Great Mediators in History #8. José Manuel Ramos-Horta

Updated: Jul 8, 2019

· Born 1949

· Grand-Cross of the Order of Liberty, Portugal (1998)

· Co-recipient of the Nobel Peace Prize with Carlo Filipe Ximenes Belo - 1996

· Minister of Foreign Affairs, East Timor - 2002 to 2006

· President East Timor 2007-2012

· Special Representative and Head of the United Nations Integrated Peacebuilding Office in Guinea-Bissau (UNIOGBIS) 2013.

Ramos-Horta was born in 1949 to a Timorese mother and a Portuguese father, who had been exiled by the Salazar dictatorship. Of his eleven brothers and sisters, four were killed by the Indonesian Military. He and speaks fluently in five languages.


In 1975, after Portugal had devolved its colonial rule, East Timor was occupied by Indonesia. José Ramos-Horta was one of the leaders of the resistance. He did not take up arm himself, but left the country as foreign minister in the government set up by the liberation movement FRETELIN (Revolutionary Front for an Independent East Timor). For the next twenty years Ramos-Horta travelled the world pleading the cause of the East Timorese, above all in the United Nations.

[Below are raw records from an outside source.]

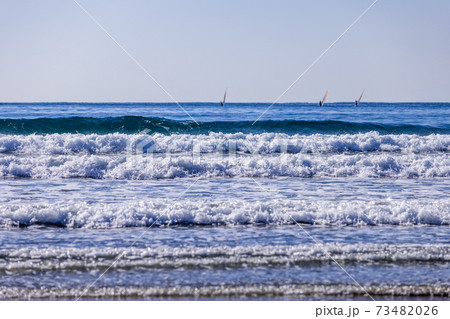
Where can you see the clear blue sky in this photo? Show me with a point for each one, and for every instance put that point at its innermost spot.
(51, 51)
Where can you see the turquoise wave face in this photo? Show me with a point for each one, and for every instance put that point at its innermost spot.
(135, 124)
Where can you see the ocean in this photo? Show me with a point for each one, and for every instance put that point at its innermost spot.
(136, 201)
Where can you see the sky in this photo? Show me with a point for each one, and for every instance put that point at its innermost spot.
(52, 52)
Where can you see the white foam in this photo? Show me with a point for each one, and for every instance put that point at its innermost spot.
(250, 291)
(136, 167)
(266, 143)
(232, 212)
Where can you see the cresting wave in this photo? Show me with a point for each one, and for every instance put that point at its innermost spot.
(159, 212)
(249, 291)
(145, 167)
(134, 124)
(265, 143)
(218, 257)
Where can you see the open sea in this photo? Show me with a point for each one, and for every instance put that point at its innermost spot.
(138, 202)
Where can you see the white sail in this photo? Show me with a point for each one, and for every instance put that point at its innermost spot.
(224, 98)
(359, 100)
(321, 103)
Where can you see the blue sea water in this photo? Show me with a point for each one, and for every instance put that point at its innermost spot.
(139, 201)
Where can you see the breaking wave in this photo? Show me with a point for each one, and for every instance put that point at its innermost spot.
(160, 212)
(134, 124)
(265, 143)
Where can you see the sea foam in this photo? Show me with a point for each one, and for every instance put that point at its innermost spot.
(159, 212)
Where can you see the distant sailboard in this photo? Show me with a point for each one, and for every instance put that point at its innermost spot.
(359, 100)
(224, 98)
(321, 103)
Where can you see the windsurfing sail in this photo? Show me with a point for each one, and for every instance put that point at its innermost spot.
(321, 103)
(224, 98)
(359, 100)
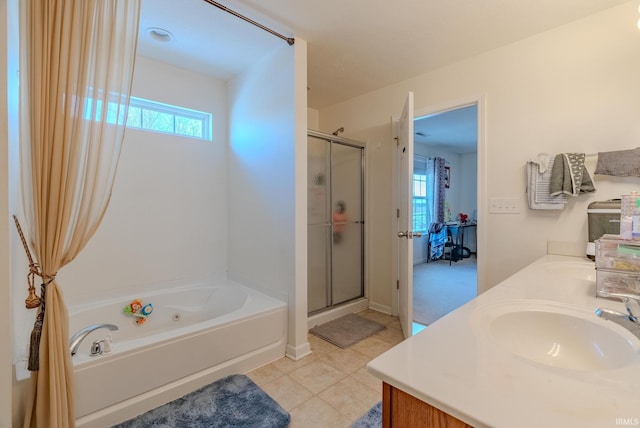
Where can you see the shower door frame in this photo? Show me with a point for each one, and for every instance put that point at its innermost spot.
(362, 147)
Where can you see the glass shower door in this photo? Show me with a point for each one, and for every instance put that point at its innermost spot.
(335, 226)
(347, 224)
(319, 225)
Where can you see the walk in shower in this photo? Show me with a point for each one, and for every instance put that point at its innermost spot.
(335, 221)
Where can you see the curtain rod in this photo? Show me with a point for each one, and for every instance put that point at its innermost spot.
(290, 40)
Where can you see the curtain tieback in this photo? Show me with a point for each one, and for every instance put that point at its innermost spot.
(33, 301)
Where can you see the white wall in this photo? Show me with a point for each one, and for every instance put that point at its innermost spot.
(166, 222)
(571, 89)
(313, 119)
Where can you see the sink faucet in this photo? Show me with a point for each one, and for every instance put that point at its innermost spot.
(77, 338)
(630, 319)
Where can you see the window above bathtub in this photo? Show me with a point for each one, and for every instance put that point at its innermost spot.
(148, 115)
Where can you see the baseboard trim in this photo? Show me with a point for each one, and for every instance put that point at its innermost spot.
(296, 353)
(381, 308)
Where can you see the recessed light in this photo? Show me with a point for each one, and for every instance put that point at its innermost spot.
(160, 34)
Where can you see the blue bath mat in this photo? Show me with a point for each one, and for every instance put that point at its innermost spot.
(234, 401)
(371, 419)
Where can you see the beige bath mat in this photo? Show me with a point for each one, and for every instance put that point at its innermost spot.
(347, 330)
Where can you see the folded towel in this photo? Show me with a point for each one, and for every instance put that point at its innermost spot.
(621, 163)
(539, 176)
(570, 176)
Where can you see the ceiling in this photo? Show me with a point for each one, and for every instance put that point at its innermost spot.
(454, 130)
(354, 46)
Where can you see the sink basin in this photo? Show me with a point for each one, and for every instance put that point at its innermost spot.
(559, 336)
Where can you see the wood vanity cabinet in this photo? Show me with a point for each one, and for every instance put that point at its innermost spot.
(400, 410)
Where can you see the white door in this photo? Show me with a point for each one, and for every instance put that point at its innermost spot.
(405, 217)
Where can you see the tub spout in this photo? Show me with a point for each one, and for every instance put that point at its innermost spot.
(77, 338)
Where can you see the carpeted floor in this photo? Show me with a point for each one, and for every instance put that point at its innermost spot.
(347, 330)
(439, 288)
(234, 401)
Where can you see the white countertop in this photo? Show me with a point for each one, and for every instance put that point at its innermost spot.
(455, 366)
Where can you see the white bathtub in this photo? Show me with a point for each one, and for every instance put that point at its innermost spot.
(194, 336)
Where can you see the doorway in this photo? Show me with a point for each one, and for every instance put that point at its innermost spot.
(335, 222)
(441, 286)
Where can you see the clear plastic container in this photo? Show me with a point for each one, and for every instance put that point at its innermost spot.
(628, 203)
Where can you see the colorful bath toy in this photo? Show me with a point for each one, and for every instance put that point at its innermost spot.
(136, 309)
(146, 309)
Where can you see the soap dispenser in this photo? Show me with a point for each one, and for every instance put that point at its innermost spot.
(635, 222)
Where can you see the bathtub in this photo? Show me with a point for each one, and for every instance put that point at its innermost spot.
(194, 336)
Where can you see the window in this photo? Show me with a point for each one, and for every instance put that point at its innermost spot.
(420, 202)
(168, 119)
(154, 116)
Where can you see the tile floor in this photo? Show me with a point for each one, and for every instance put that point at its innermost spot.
(330, 387)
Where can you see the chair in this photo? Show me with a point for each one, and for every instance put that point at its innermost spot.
(440, 240)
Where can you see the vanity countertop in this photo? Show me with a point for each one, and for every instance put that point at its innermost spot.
(457, 366)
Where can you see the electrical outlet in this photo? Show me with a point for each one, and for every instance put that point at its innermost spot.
(504, 205)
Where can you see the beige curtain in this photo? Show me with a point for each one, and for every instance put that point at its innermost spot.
(79, 67)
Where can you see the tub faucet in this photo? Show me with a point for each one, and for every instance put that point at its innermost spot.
(629, 320)
(77, 338)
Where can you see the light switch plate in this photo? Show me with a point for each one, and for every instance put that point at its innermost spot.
(504, 205)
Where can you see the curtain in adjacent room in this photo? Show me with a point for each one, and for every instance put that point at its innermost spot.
(434, 171)
(79, 66)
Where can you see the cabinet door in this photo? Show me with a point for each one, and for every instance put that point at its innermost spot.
(400, 409)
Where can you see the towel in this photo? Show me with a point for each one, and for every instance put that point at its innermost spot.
(570, 175)
(621, 163)
(539, 176)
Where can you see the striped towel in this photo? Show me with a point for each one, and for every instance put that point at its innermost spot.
(539, 178)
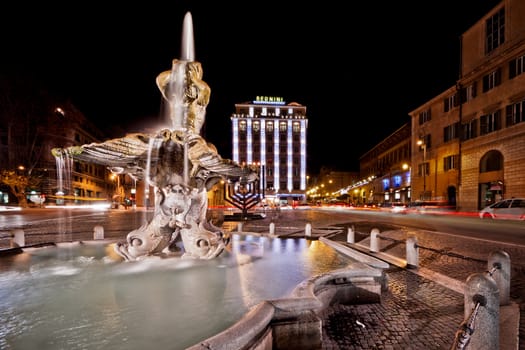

In the mid-1980s, Ramos-Horta began advocating dialogue with Indonesia, and in 1992 he presented a peace plan. It contained concrete proposals for humanitarian cooperation with the occupying power and a growing international presence headed by the UN. This was to lay the foundations for Indonesian withdrawal and self-determination for the East Timorese people.


Both these peace objectives were reached in 2001, and East Timor gained its independence.